Untitled Document One thing we've learned over the last year is that SOA is here to stay - both in terms of enterprise architecture and in vendor marketing messages.

Those of us in the "trenches" of integration efforts have learned that SOA and its various components mean different things to different people and in fact one person's SOA may be someone else's Web Services, EAI, ESB or other acronym. Terminology confusion aside, many enterprises are beginning to realize the benefits of SOA and the modular approach to enterprise architecture.



The big question for enterprises is "what is the right SOA approach for my environment?" At the highest level, the fundamental challenges are the same. It's tough to get data to and from different systems in different formats. It's tough to migrate large volumes of data from legacy systems onto new systems without service disruption. And it's tough to juggle the ongoing churn of legacy applications and new services that need to be wired together.

What I find concerning about the SOA market hype is that there have been some gross oversimplifications propagated about "the right" approach. Just like with all integration challenges, finding the right fix is a matter of breaking down the existing technologies in the environment and weighing the implications of going different routes.

Web Services: Not the Silver Bullet

Web Services have commonly been pitched as the cure-all for solving interoperability issues that organizations face across different environments and platforms. This sort of pie-in-the sky integration silver bullet vision for Web Services has in fact caused a lot of folks in the market to view Web Services as being synonymous with SOA.

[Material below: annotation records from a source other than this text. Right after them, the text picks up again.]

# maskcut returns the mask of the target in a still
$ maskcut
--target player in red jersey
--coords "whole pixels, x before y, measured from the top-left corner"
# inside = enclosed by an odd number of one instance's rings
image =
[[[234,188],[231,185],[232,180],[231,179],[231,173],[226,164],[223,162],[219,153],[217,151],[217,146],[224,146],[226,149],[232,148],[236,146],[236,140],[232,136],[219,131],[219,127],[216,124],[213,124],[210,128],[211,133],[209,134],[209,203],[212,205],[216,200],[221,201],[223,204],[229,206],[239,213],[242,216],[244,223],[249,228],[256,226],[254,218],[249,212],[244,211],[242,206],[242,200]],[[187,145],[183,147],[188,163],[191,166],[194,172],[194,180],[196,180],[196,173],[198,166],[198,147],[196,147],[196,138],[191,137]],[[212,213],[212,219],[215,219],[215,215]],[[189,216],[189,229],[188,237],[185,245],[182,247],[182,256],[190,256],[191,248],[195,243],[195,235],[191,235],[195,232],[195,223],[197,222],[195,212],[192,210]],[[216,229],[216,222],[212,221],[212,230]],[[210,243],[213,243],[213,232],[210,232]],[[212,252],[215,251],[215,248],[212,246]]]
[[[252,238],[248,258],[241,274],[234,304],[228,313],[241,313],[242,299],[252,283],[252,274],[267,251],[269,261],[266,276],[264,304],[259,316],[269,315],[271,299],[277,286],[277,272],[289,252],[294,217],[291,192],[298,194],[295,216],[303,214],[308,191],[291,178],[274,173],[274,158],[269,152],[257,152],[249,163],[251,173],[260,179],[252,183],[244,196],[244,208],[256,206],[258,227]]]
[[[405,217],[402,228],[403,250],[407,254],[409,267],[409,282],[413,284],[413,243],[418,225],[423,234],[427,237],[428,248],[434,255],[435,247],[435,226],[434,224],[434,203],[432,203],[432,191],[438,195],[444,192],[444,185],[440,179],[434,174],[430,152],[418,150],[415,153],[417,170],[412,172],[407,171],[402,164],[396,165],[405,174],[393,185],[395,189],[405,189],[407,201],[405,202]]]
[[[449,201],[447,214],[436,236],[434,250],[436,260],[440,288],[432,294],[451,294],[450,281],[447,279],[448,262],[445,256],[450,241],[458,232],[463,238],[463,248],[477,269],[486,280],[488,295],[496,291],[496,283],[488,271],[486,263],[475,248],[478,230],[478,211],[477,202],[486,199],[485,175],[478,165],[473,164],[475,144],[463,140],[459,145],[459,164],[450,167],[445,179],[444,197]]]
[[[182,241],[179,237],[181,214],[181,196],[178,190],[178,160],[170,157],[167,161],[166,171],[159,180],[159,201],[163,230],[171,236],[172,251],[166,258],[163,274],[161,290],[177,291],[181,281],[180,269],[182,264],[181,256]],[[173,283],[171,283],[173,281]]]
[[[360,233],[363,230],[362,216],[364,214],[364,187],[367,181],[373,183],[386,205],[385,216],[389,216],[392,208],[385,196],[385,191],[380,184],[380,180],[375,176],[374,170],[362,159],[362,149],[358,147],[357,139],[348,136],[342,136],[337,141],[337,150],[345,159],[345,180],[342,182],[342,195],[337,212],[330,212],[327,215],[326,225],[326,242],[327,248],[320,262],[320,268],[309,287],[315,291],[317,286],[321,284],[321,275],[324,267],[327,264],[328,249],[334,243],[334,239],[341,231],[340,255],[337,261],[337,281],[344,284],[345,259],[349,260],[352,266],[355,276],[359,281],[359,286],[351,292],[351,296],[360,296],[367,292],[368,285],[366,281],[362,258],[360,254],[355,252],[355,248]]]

However - as most large scale enterprise developers would attest - the problem with Web Services is that the user often faces a big performance hit when they wrap all their messages in XML headers. Often (and certainly in financial services institutions) they can't afford that overhead of passing that message and trying to figure out where to send it next. Typically the routing message has to be stored outside of the message for performance reasons. There are numerous other practical performance hits that one must take into consideration before using Web Services for SOA messaging. There was an excellent article on InfoQ by Stefan Tilkov recently if you seek further information.